Entre l’originalité et la force vitale du hip-hop, la précision et l’abstraction de l’approche contemporaine et la sensibilité de la technique classique, Victor Quijada a tracé sa voie; un heureux compromis d’esthétisme, de polyvalence, d’athlétisme et de force des corps en synergie. Pièce conçue pour six danseurs, Punto Ciego est à l’image même de sa vision hybride de la danse et du caractère audacieux qu’il a mis de l’avant depuis la création de Rubberbandance Group, sa compagnie fondée en 2002.
Un écran dansant
«Victor aime travailler avec des corps formés pour la danse classique et les intégrer à de nouvelles formes, hip-hop, urbaines ou modernes. Cette rencontre entre diverses techniques est au centre de sa réflexion de chorégraphe et il parvient à créer cette langue universelle unique, ce langage particulier à Rubberbandance Group qu’on développe depuis plusieurs années», explique Anne Plamondon, interprète dans Punto Ciego et codirectrice artistique de la compagnie. «C’est une production qui met l’accent sur la force physique et dynamique, mais tout en souplesse et en élasticité. On passe d’un univers à l’autre, d’un endroit à un autre et on joue beaucoup sur l’illusion et sur la perception des choses. On a l’impression qu’on est quelque part puis, soudainement, on se retrouve ailleurs… C’est une expérience tridimensionnelle qui fait penser à un film, comme si on se trouvait devant un gigantesque écran vivant», révèle-t-elle.

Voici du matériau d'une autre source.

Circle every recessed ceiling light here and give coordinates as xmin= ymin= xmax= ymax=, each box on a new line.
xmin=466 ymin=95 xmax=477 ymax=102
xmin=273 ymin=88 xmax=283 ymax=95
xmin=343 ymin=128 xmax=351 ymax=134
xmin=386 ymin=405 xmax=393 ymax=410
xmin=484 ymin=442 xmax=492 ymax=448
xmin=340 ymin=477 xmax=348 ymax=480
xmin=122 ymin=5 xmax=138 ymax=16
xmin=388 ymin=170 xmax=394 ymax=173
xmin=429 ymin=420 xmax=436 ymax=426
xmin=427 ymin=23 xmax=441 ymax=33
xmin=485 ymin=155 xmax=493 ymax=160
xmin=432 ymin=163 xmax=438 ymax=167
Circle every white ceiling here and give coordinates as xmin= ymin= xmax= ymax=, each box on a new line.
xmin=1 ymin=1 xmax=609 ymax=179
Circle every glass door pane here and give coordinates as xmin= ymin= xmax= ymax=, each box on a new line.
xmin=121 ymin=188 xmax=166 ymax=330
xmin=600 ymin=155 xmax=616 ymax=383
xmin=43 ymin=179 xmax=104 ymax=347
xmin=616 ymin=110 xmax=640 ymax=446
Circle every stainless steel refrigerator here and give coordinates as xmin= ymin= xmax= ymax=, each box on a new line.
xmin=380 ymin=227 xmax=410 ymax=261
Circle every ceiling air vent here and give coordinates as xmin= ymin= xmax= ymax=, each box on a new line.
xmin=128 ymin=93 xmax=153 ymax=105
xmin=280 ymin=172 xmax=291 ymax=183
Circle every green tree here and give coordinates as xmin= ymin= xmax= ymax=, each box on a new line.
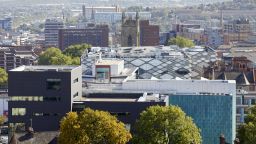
xmin=38 ymin=47 xmax=79 ymax=65
xmin=0 ymin=68 xmax=8 ymax=86
xmin=63 ymin=44 xmax=91 ymax=58
xmin=168 ymin=36 xmax=195 ymax=48
xmin=59 ymin=108 xmax=132 ymax=144
xmin=132 ymin=105 xmax=202 ymax=144
xmin=238 ymin=105 xmax=256 ymax=144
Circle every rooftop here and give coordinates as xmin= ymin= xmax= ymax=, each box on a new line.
xmin=10 ymin=65 xmax=80 ymax=72
xmin=96 ymin=59 xmax=123 ymax=65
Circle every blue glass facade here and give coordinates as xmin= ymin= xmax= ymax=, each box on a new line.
xmin=169 ymin=95 xmax=235 ymax=144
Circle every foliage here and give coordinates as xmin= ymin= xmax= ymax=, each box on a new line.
xmin=0 ymin=115 xmax=6 ymax=125
xmin=0 ymin=68 xmax=8 ymax=86
xmin=63 ymin=44 xmax=91 ymax=58
xmin=59 ymin=108 xmax=132 ymax=144
xmin=168 ymin=36 xmax=195 ymax=48
xmin=238 ymin=105 xmax=256 ymax=144
xmin=132 ymin=105 xmax=202 ymax=144
xmin=38 ymin=47 xmax=79 ymax=65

La pièce Punto Ciego de Rubberbandance Group sera présentée à la Salle Pauline-Julien ce vendredi 20 novembre, à 20h. Une rencontre avec Philip Szporer, chroniqueur en danse à l’hebdomadaire Hour, est prévue lors de l’apéro-danse qui se tiendra à 19h15 et les interprètes du spectacle seront également disponibles pour s’entretenir avec le public après la représentation.